What could happen that would invalidate this narrative?
  • Accelerating annual recurring revenue, which grew 12% year-over-year to reach a record level and now represents 29% of revenues, signals a successful shift toward a subscription-based business model that supports improved revenue visibility, higher margins, and more stable long-term earnings.
  • The company's solution-oriented approach, which bundles hardware with software and managed services, has driven higher attach rates and strong adoption from both channel partners and direct customers, potentially expanding gross margins and underpinning sustainable revenue growth.
  • Continued improvements in free cash flow, ability to pay down debt ahead of plan, and an anticipated transition to a net cash positive position will enhance financial flexibility, lower interest expense, and support both acquisitions and organic growth, likely benefiting earnings and balance sheet strength.
  • Ongoing strategic acquisitions, supported by improved balance sheet health, enable Digi International to enter new market verticals and capture cross-selling opportunities, which can accelerate topline revenue and operating leverage over time.
  • Customers are receiving recently refreshed and upgraded solutions, like Ventus and SmartSense, favorably, and the expansion of recurring models to larger portions of the product portfolio suggests the company can continue to grow ARR and improve net margins through higher-value, sticky offerings.

Valuation

How have all the factors above been brought together to estimate a fair value?
  • The assumed bearish price target for Digi International is $30.0, which represents the lowest price target estimate amongst analysts. This valuation is based on what can be assumed as the expectations of Digi International's future earnings growth, profit margins and other risk factors from analysts on the more bearish end of the spectrum.
  • However, there is a degree of disagreement amongst analysts, with the most bullish reporting a price target of $45.0, and the most bearish reporting a price target of just $30.0.
  • In order for you to agree with the bearish analysts, you'd need to believe that by 2028, revenues will be $459.9 million, earnings will come to $59.8 million, and it would be trading on a PE ratio of 24.3x, assuming you use a discount rate of 7.5%.
  • Given the current share price of $33.71, the bearish analyst price target of $30.0 is 12.4% lower. Despite analysts expecting the underlying buisness to improve, they seem to believe the market's expectations are too high.
  • We always encourage you to reach your own conclusions though. So sense check these analyst numbers against your own assumptions and expectations based on your understanding of the business and what you believe is probable.

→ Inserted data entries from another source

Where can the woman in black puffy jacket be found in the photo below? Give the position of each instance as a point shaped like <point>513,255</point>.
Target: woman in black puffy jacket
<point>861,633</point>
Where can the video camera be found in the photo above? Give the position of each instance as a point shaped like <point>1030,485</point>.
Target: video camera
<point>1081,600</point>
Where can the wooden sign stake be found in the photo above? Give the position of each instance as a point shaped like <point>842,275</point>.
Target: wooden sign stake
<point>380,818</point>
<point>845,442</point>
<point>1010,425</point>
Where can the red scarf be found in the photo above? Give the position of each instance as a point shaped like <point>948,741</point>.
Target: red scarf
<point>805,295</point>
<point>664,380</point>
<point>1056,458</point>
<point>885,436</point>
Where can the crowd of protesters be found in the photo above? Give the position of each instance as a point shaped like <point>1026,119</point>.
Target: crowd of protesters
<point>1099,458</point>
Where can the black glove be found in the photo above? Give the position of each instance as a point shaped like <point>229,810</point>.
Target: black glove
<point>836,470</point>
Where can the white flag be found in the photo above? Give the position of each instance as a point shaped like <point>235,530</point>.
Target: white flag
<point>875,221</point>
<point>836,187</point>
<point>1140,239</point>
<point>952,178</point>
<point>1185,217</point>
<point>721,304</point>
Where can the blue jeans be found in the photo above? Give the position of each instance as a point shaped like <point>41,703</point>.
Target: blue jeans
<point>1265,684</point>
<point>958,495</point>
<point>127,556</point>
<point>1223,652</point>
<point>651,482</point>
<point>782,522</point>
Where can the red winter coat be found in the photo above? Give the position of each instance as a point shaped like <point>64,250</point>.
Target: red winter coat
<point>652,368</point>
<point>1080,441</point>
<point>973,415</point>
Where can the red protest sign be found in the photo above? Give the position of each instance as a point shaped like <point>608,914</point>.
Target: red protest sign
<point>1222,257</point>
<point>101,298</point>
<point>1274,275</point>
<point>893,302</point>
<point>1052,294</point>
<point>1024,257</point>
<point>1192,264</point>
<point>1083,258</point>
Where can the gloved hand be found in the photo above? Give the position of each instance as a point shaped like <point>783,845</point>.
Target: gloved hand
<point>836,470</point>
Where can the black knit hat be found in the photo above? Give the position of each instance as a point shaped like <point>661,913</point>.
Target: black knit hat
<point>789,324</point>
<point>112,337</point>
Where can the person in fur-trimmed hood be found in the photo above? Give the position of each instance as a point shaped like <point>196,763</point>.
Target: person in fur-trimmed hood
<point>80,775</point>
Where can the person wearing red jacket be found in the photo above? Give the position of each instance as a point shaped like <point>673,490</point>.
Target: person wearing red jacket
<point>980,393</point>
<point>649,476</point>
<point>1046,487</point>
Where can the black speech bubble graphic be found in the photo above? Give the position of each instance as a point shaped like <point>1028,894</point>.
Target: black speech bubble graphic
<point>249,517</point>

How well do narratives help inform your perspective?

Disclaimer

AnalystLowTarget is a tool utilizing a Large Language Model (LLM) that ingests data on consensus price targets, forecasted revenue and earnings figures, as well as the transcripts of earnings calls to produce qualitative analysis. The narratives produced by AnalystLowTarget are general in nature and are based solely on analyst data and publicly-available material published by the respective companies. These scenarios are not indicative of the company's future performance and are exploratory in nature. Simply Wall St has no position in the company(s) mentioned. Simply Wall St may provide the securities issuer or related entities with website advertising services for a fee, on an arm's length basis. These relationships have no impact on the way we conduct our business, the content we host, or how our content is served to users. The price targets and estimates used are consensus data, and do not constitute a recommendation to buy or sell any stock, and they do not take account of your objectives, or your financial situation. Note that AnalystLowTarget's analysis may not factor in the latest price-sensitive company announcements or qualitative material.